Columnist’s policy of 1946 still good today

I will begin this new year with an editorial that I have retrieved from the archives of a weekly newspaper in Minnesota. First, a confession: the columnist being referred to here is my father, Alton Tacitus (AT) Grimsrud, who had just purchased the newspaper of Zumbrota, Minnesota, in a prosperous rural area just north of Rochester. While I was only two years old at that time, I have occasionally used those archives in order to see AT’s take on the issues of his time.

AT spent his entire life in journalism – from age 13 when he started an apprenticeship under his uncle at the Westby Times of Westby, Wisconsin, to age 87 when he posted his last column at the Zumbrota News. He learned much about that profession as well as mid-western politics at the University of Wisconsin and the Capital Times of Madison. After a couple decades spend at the newspapers of Viroqua and Turtle Lake, Wisconsin, he arrived in Zumbrota, Minnesota, where his four children would grew up and his descendants would continue to run that newspaper to this day.

On October 4, 1946, AT wrote the following editorial for his new paper.

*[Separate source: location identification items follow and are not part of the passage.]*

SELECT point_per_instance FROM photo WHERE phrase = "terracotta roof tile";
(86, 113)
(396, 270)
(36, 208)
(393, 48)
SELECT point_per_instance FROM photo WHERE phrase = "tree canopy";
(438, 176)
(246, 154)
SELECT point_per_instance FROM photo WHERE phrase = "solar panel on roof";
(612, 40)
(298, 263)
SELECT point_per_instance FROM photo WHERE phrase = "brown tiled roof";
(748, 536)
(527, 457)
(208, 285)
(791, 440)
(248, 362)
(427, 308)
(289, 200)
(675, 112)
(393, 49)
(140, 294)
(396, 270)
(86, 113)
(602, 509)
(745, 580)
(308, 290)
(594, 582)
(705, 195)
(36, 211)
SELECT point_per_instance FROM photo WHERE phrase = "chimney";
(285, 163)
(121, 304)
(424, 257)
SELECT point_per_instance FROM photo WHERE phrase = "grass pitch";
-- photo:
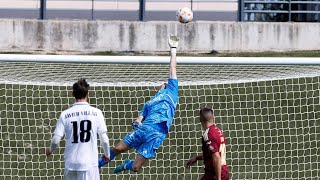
(272, 128)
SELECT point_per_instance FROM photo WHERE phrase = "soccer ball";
(184, 15)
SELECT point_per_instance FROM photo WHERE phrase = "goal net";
(269, 114)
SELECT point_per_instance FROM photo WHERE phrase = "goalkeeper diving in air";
(153, 123)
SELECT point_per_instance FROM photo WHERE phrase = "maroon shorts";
(209, 176)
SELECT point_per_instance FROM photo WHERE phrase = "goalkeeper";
(153, 123)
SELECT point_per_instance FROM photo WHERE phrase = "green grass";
(272, 129)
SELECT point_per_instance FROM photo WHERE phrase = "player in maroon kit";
(213, 147)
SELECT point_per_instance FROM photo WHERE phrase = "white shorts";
(91, 174)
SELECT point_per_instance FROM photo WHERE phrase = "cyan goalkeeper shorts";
(146, 140)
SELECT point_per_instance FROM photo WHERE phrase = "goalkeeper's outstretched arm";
(173, 43)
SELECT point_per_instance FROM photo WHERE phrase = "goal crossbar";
(157, 59)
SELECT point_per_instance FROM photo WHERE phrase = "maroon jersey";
(213, 140)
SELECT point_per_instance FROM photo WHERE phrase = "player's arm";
(103, 136)
(57, 135)
(173, 43)
(216, 161)
(143, 113)
(194, 160)
(104, 140)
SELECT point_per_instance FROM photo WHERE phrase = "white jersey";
(81, 123)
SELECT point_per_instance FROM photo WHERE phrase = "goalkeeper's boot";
(122, 166)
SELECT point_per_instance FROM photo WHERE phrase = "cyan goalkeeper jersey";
(161, 108)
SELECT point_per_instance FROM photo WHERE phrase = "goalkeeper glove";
(173, 43)
(136, 124)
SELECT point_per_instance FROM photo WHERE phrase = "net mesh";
(269, 114)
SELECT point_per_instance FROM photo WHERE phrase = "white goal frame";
(309, 79)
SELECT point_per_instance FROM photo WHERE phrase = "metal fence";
(280, 10)
(147, 10)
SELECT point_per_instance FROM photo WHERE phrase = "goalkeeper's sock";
(129, 166)
(102, 162)
(112, 154)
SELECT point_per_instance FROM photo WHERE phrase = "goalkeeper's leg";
(120, 148)
(130, 165)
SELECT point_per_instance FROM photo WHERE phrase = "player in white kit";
(80, 124)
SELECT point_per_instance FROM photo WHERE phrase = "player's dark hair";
(80, 89)
(206, 114)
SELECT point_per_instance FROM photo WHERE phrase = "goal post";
(268, 108)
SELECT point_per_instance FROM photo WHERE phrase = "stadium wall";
(62, 35)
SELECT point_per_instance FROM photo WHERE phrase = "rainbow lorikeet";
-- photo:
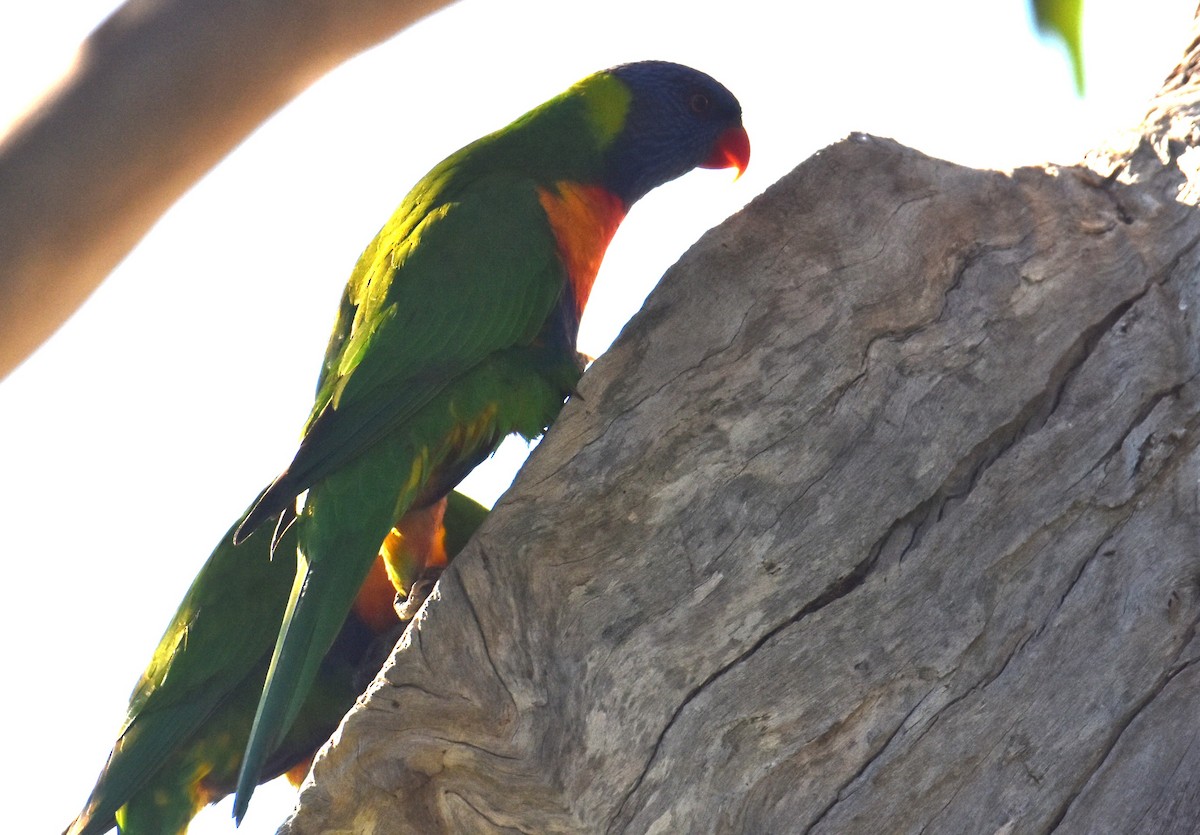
(190, 715)
(457, 328)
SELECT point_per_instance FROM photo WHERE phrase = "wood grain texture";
(885, 509)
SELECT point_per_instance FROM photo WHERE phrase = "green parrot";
(190, 714)
(457, 328)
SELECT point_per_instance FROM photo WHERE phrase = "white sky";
(133, 438)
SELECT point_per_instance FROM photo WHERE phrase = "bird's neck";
(583, 220)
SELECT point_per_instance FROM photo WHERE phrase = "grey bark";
(883, 515)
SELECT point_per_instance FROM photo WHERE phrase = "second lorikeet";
(459, 328)
(190, 715)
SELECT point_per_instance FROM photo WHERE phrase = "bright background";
(133, 438)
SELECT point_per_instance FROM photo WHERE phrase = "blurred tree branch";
(160, 92)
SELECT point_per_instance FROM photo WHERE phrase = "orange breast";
(583, 220)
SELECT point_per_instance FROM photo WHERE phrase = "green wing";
(222, 630)
(190, 714)
(429, 300)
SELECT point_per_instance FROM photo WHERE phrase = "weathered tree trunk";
(883, 515)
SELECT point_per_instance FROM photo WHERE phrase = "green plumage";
(457, 328)
(190, 715)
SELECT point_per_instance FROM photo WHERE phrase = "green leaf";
(1065, 19)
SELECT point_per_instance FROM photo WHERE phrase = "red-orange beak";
(732, 150)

“An editorial column ought to have a political policy. As to this, your editor cherishes the rare privilege of the free press. We don’t believe in committing blank check approval of any political party and then have to swallow all policies or persons of said party. “The Republican party, to which most of our readers no doubt adhere, is by tradition and present commitment, devoted to reducing government expenditures. Yet, any impartial poll of Republicans, as well as Democrats, would show that an overwhelming majority are members of some pressure group employing hired lobbies at Washington and St. Paul to get from Congress or the legislature a slice of tax money for his or her personal interest. We have the powerful veterans lobby, the farm lobby, a variety of business lobbies, the labor union lobbies, railroad and highway lobbies. A story in the Minneapolis Tribune Sunday under Washington dateline, said that pressure groups’ hired lobbies tapped Uncle Sam for five billion dollars this year. A federal handout for me but not for you is a too common fallacy by which Americans of all parties hope to balance the budget. “So it appears that a newspaper with a definite party line has nothing but ‘skeletons in the closet’ to plague it, thereby eventually losing whatever ‘kick’ there is in the week-in-and-out attempt to be a sincere if not always expert judge of political leaders and issues. “We can offer as a safe guide to (The Zumbrota) News political policy the assertion that government is best which creates a well balanced economy, infinitely superior to that government which aims only to govern the least. If a lot of the fog that clouds the vision of American citizens could be swept away, the bogeys of communism and reaction which liven up political campaigns would become the ghosts which they are, and we could promptly pattern our politics after the most efficient democracy in the world today – Sweden.”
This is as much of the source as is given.